No transcorrer do tempo, envolvidos até a alma na atividade, percebemos que já tinha passados quase três meses viajando nessa prática. Até que um dia o colega Daciflay, depois de muita cobrança minha e de Letto para ele nos revelasse onde estava à fonte da derrama dos ingressos, acabou entregando o ouro e nos dizendo como as entradas estavam chegando às suas mãos. Meio tosco tenso e nervoso ele falou que a mina estava com o porteiro do cinema. Como praxe, o porteiro - encarregado original de receber os ingressos dos frequentadores, era o responsável pelo repasse. Como era habitual, ele rasgava a maioria dos bilhetes e depositava na urna, mas uma parte desses, ele simplesmente dobrava e colocava no receptáculo. No dia seguinte, quando voltava às 8 horas para recolher os ingressos rasgados da urna e queimar, conforme orientação dada pelo seu empregador, o exibidor Carlos Paulino - proprietário do Cine Éden, ele recolhia os que estavam dobrados, embolsava e, queimava o resto.

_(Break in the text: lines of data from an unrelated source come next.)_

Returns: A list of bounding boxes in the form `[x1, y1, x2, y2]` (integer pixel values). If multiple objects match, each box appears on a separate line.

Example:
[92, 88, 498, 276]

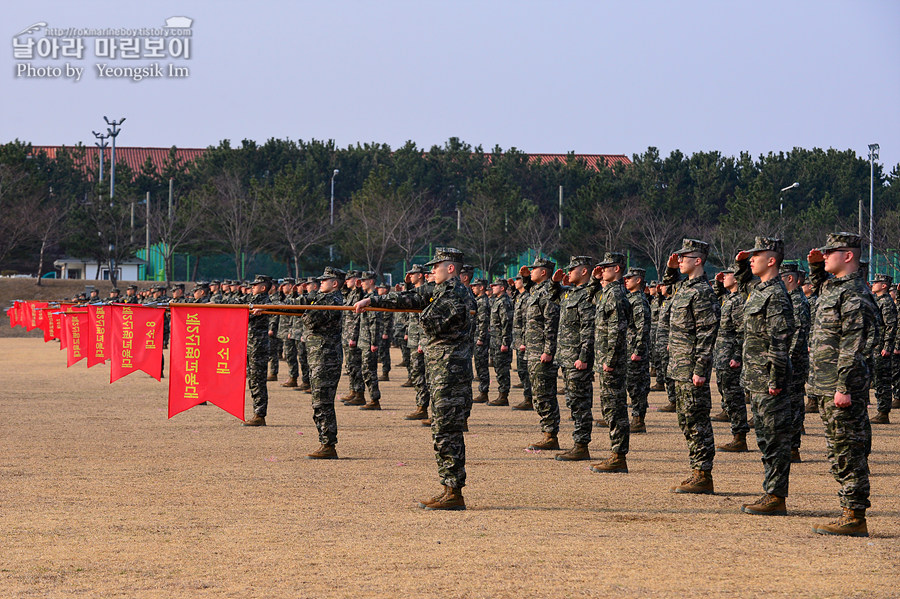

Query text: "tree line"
[0, 138, 900, 280]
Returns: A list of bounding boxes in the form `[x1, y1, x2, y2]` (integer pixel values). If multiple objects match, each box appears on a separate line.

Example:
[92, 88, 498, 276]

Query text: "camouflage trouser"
[716, 366, 750, 435]
[597, 371, 631, 454]
[872, 352, 894, 413]
[283, 339, 300, 379]
[269, 337, 281, 376]
[516, 350, 532, 401]
[750, 391, 793, 497]
[562, 368, 594, 445]
[668, 379, 716, 471]
[818, 393, 872, 510]
[475, 345, 491, 393]
[362, 347, 381, 401]
[625, 357, 650, 418]
[247, 338, 269, 418]
[491, 347, 512, 393]
[528, 357, 559, 435]
[347, 345, 369, 393]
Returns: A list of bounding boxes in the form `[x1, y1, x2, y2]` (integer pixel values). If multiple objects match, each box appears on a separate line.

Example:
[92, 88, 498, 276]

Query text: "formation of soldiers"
[59, 233, 900, 536]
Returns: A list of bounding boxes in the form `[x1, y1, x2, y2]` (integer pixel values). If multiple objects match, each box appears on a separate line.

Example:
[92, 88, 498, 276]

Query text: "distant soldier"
[807, 233, 878, 537]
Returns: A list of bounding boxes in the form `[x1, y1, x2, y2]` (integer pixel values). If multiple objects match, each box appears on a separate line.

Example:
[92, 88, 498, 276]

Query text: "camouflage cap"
[566, 256, 594, 270]
[425, 248, 463, 267]
[675, 239, 709, 258]
[818, 232, 862, 252]
[746, 237, 784, 256]
[597, 252, 625, 270]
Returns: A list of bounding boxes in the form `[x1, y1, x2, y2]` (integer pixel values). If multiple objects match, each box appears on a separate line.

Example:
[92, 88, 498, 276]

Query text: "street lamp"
[869, 144, 881, 272]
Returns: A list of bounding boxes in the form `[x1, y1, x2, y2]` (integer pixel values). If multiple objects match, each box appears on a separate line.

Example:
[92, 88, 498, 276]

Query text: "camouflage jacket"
[523, 279, 559, 360]
[741, 276, 794, 393]
[808, 262, 879, 397]
[666, 268, 720, 382]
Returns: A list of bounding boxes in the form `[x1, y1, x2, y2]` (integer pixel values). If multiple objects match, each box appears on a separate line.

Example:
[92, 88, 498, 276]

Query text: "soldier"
[356, 248, 473, 510]
[807, 233, 878, 537]
[488, 277, 513, 406]
[591, 252, 631, 473]
[712, 267, 750, 453]
[356, 270, 383, 410]
[664, 239, 719, 494]
[472, 279, 491, 403]
[243, 275, 272, 426]
[299, 266, 346, 460]
[869, 274, 897, 424]
[779, 262, 811, 464]
[736, 237, 795, 516]
[624, 268, 651, 433]
[553, 256, 595, 462]
[519, 258, 559, 450]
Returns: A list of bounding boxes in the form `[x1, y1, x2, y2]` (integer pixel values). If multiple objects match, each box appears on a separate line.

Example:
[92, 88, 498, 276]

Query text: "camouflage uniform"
[666, 239, 719, 472]
[809, 233, 878, 510]
[523, 258, 559, 435]
[372, 248, 473, 489]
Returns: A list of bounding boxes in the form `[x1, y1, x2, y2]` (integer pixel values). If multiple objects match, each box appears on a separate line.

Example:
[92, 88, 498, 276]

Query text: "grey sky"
[0, 0, 900, 171]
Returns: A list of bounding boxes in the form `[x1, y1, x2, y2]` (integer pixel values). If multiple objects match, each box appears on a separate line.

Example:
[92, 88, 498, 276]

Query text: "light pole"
[328, 169, 341, 262]
[869, 144, 881, 272]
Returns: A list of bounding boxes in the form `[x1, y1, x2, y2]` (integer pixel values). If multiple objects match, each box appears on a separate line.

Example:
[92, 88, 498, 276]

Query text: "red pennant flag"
[88, 305, 109, 368]
[107, 306, 166, 383]
[63, 312, 88, 367]
[169, 304, 247, 420]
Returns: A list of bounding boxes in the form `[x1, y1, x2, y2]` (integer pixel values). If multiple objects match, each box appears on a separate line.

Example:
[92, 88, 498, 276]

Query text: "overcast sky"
[0, 0, 900, 171]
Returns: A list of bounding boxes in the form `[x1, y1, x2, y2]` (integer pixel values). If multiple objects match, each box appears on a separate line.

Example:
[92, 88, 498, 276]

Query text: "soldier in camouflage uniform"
[356, 248, 473, 510]
[299, 266, 346, 460]
[737, 237, 795, 516]
[807, 233, 879, 536]
[471, 279, 491, 403]
[244, 275, 272, 426]
[624, 268, 651, 433]
[553, 256, 597, 462]
[488, 277, 513, 406]
[519, 258, 559, 450]
[663, 239, 719, 494]
[870, 274, 897, 424]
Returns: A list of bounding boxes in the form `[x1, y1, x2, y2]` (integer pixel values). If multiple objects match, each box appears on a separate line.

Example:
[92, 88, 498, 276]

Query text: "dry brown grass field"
[0, 336, 900, 599]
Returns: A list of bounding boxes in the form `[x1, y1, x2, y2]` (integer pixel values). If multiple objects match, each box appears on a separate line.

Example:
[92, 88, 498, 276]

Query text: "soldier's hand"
[834, 391, 850, 408]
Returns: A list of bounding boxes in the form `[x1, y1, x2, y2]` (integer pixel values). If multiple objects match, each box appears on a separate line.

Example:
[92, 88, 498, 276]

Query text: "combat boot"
[869, 412, 891, 424]
[528, 433, 559, 449]
[591, 453, 628, 474]
[631, 416, 647, 433]
[716, 433, 750, 453]
[556, 443, 591, 462]
[813, 507, 869, 537]
[306, 443, 337, 460]
[403, 406, 428, 420]
[512, 399, 534, 412]
[709, 410, 731, 422]
[741, 493, 787, 516]
[425, 487, 466, 511]
[671, 469, 714, 495]
[488, 393, 509, 406]
[241, 414, 266, 426]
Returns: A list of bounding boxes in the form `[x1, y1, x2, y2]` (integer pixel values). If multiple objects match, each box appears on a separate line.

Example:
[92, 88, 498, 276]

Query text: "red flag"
[88, 305, 109, 368]
[169, 304, 247, 420]
[107, 305, 165, 383]
[63, 312, 88, 367]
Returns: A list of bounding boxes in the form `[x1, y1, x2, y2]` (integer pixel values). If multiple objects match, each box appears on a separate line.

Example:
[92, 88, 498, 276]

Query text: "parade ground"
[0, 338, 900, 599]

Essa brincadeira para uns garotos que desconhecia os limites dos atos que praticavam, estava indo muito bem. Pois até certo prazer em praticar era visível em cada um nós, nos deixando sentimentalmente bem à vontade. Era a garantia de não pagar o acesso ao cinema. Ganhava o porteiro do Cine Éden e Daciflay o dinheirinho do lanche e, eu e Letto, a entrada no Cine Éden, principalmente nas grandes estreias, como foi a do filme ‘O Dez Mandamentos’, com o lendário ator Charlton Heston, onde a quantidade de ingressos que vendemos foi a maior de todas.

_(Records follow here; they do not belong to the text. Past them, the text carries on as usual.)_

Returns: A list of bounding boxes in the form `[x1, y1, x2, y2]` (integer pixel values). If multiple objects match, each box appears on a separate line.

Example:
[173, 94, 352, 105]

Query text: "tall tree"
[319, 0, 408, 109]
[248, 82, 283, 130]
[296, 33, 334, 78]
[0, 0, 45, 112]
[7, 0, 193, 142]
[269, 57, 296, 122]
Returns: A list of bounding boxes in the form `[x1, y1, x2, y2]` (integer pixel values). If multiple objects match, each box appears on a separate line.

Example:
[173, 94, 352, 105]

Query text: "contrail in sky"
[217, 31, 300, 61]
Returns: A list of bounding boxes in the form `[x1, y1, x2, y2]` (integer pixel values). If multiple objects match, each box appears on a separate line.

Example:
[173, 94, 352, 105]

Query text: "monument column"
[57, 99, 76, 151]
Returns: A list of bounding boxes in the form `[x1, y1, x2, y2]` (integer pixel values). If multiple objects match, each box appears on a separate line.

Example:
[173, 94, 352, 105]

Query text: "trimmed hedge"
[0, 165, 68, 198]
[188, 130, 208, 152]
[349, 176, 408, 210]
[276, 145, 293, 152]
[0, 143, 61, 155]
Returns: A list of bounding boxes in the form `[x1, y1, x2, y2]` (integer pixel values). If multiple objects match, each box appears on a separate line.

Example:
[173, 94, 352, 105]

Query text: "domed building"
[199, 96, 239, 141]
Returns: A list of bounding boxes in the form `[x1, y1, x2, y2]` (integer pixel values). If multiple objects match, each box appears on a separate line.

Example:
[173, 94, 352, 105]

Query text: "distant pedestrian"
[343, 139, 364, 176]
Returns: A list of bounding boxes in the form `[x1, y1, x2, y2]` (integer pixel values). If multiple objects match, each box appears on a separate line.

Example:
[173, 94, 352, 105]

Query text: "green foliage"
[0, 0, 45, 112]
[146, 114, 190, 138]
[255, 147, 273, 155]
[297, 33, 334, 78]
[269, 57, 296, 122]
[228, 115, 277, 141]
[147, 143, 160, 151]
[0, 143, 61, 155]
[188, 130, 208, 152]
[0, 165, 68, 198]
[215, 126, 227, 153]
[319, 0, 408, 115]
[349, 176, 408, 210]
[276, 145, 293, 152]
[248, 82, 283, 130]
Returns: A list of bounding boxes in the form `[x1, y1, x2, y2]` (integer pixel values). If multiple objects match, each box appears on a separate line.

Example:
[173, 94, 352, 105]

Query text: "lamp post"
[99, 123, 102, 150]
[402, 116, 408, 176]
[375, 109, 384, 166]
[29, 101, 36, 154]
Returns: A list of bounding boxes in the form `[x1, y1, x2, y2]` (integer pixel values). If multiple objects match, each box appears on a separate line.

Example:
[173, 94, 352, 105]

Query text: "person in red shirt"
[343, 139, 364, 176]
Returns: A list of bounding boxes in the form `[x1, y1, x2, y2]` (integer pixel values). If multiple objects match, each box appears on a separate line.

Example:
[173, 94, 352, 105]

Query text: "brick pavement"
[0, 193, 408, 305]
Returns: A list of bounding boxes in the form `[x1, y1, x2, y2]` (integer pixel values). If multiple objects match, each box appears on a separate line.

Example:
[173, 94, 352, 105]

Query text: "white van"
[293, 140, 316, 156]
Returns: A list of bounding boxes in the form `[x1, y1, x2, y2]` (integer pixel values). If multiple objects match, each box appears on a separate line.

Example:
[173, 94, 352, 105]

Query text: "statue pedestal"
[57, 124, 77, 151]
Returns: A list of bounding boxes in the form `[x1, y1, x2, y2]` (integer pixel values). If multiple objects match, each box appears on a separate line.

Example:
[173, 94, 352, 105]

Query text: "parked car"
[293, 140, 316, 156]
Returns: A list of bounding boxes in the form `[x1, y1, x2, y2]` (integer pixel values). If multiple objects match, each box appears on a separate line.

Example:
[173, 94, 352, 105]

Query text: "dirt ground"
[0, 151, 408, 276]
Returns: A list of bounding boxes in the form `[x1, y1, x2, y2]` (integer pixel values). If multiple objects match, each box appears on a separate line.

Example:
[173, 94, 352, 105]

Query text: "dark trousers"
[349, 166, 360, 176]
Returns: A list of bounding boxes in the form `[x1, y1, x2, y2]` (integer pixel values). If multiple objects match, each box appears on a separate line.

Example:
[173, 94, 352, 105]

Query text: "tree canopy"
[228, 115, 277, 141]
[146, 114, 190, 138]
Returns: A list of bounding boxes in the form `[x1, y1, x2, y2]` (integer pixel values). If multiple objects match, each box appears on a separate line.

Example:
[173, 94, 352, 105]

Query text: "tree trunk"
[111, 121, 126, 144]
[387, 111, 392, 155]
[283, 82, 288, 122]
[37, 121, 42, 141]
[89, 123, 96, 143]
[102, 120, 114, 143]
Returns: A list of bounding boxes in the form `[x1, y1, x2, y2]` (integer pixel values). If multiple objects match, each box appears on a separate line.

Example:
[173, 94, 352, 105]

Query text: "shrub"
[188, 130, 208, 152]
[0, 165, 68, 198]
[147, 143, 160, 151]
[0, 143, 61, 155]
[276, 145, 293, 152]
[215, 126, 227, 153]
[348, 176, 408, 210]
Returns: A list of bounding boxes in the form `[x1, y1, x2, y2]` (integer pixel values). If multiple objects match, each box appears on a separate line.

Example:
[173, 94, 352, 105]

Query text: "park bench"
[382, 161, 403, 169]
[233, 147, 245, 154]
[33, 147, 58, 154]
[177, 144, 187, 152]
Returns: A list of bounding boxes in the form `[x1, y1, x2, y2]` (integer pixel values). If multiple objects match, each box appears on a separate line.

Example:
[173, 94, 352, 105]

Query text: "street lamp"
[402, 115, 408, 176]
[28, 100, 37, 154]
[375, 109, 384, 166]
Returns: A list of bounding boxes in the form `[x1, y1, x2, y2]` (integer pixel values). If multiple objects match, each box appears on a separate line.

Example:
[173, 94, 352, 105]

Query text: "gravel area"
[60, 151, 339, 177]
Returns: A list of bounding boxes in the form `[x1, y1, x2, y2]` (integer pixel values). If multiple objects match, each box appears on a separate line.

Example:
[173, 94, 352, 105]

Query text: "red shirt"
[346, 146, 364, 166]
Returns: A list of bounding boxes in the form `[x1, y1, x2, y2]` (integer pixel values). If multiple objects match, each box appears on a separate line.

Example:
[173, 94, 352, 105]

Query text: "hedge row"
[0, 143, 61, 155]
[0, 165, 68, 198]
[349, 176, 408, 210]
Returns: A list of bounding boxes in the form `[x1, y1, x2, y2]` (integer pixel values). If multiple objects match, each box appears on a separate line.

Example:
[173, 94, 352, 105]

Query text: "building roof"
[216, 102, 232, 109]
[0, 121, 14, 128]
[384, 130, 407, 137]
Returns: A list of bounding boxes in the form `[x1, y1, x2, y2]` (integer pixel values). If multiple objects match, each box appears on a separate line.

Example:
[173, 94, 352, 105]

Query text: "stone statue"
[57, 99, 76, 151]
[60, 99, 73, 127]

Inocente do perigo que poderia ocorrer, o porteiro ganancioso aumentou a quantidade das entradas em nossas mãos no dia da rentrée do filme ‘Terremoto’. Nesse mesmo dia Daciflay apresentou um terceiro personagem nessa história. Era Gilnécio que passou a compartilhar conosco na estreia desse filme, a vendagem dos ingressos ao cinema de Carlos Paulino. Confessor que fiquei assustado e temeroso, pois já éramos quatro infringentes na prática, operando na área do Edifício Ok. Mas o interesse de todos, superava qualquer possibilidade de fracasso ou de algo dar errado. Por isso continuamos! Continuamos até que um dos frequentadores rompeu o silêncio. Ele chegou à fila da bilheteria com um ingresso na mão e, ao se dirigir a um amigo que estava na fila, disse que havia comprado um ingresso a uma pessoa na esquina do Edifício Ok.

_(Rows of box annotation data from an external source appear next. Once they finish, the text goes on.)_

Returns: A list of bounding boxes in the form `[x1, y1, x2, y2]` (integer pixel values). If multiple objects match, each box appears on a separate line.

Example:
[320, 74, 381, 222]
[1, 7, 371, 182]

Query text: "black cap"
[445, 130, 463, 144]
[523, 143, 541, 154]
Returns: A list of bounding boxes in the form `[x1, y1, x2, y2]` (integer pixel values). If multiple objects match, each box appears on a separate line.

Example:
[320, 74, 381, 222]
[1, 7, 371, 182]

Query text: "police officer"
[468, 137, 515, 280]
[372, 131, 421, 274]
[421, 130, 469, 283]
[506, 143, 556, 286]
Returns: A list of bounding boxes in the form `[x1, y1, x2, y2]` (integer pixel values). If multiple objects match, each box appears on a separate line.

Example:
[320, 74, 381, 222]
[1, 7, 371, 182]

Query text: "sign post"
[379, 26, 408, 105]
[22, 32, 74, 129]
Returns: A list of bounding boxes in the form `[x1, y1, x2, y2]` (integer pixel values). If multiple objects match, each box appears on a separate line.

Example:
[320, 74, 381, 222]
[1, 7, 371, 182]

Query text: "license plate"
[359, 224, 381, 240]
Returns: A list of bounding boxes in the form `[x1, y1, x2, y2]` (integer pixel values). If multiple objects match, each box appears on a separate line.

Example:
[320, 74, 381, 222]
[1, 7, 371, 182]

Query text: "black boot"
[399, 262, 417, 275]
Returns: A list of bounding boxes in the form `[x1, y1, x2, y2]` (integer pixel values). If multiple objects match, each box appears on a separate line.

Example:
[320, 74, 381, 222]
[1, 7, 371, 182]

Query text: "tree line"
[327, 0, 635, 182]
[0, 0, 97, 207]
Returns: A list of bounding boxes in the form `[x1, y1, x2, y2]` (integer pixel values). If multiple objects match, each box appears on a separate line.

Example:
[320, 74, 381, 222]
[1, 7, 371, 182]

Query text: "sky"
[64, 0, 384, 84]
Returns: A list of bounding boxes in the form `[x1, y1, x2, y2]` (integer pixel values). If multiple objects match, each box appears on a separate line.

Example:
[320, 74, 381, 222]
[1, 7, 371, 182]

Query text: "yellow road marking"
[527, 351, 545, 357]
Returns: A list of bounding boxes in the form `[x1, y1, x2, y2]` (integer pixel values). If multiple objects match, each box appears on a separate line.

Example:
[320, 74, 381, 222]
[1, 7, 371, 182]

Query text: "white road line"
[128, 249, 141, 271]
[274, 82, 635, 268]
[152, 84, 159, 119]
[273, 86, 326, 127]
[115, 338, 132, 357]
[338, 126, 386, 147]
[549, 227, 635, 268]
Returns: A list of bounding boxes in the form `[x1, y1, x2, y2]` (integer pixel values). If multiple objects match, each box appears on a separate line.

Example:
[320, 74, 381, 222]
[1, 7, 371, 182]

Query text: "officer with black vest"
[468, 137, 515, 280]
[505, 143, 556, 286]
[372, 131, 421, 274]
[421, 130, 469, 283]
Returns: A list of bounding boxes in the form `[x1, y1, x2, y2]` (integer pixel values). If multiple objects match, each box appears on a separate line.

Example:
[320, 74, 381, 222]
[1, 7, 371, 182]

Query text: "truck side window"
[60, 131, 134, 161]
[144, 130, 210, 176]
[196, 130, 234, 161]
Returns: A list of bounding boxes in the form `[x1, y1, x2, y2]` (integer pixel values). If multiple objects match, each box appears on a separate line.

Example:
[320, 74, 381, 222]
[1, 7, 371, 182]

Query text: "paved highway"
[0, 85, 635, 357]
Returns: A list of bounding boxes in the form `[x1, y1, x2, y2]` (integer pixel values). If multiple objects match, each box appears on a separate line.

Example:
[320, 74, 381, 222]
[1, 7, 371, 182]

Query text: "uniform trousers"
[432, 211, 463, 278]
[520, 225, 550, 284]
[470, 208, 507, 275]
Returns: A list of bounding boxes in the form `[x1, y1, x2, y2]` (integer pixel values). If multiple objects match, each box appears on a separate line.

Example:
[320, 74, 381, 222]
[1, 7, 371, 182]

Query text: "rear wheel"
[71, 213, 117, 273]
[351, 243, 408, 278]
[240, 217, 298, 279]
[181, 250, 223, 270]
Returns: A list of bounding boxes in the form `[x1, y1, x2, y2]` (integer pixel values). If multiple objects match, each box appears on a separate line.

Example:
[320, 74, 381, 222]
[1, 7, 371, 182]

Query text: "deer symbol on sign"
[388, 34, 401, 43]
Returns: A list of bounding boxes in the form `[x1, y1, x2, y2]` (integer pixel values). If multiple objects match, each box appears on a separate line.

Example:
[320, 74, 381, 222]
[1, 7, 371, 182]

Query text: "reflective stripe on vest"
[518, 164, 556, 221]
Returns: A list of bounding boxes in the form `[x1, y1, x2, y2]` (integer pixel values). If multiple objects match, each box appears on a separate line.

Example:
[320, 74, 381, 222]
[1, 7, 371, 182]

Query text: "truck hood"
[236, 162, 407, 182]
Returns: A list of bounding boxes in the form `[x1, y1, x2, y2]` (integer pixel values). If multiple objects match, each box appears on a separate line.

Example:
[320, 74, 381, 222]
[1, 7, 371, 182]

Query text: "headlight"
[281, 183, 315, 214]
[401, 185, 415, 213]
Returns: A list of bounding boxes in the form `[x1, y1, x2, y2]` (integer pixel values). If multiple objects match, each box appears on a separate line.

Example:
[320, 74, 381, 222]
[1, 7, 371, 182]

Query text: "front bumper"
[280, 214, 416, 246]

O soldado Zé Maleiro, que era o encarregado de organizar a fila da entrada, estava próximo, viu esse frequentador com o ingresso na mão e ouviu também o que ele tinha dito para o amigo na fila. Zé Maleiro não perdeu tempo e, imediatamente perguntou ao frequentador quem era essa pessoa que havia repassado o ingresso para ele. O frequentador um tanto displicente não soube explicar quem era. Alguns minutos depois Zé Maleiro percebeu que outro frequentador chegou e foi direto para a fila de entrada com o ingresso na mão sem passa pela bilheteria. O organizador das filas e do movimento da portaria do cinema aproveitou a limitada luz do edifício Ok e se deslocou calmamente até a esquina do prédio. Ao se aproximou e viu a nossa movimentação em uma nas esquinas da Rua Joaquim de Souza com a Praça João Pessoa.

Ele apressou o passo em direção a Daciflay que estava mais próximo dele. Foi quando eu ouvi do nosso amigo a frase: - Sujou! Corre, lá vem Zé Maleiro. Nesse instante, eu vi quando Zé Maleiro chegou a tocar no braço de Daciflay, mas ele foi mais rápido e, juntos corremos desesperadamente em direção da Praça da Cultura e, de lá, cada um tomou seu rumo em direção das suas casas. No dia seguinte o terremoto desabou sobre o porteiro. Seu Calo Paulino, que não costuma vir pela manhã ao seu cinema, chegou depois das 7 horas da matina ao Cine Éden. Esperou friamente o porteiro que chagava, sempre às 8 horas, para demiti-lo da atividade que exercia no seu cinema.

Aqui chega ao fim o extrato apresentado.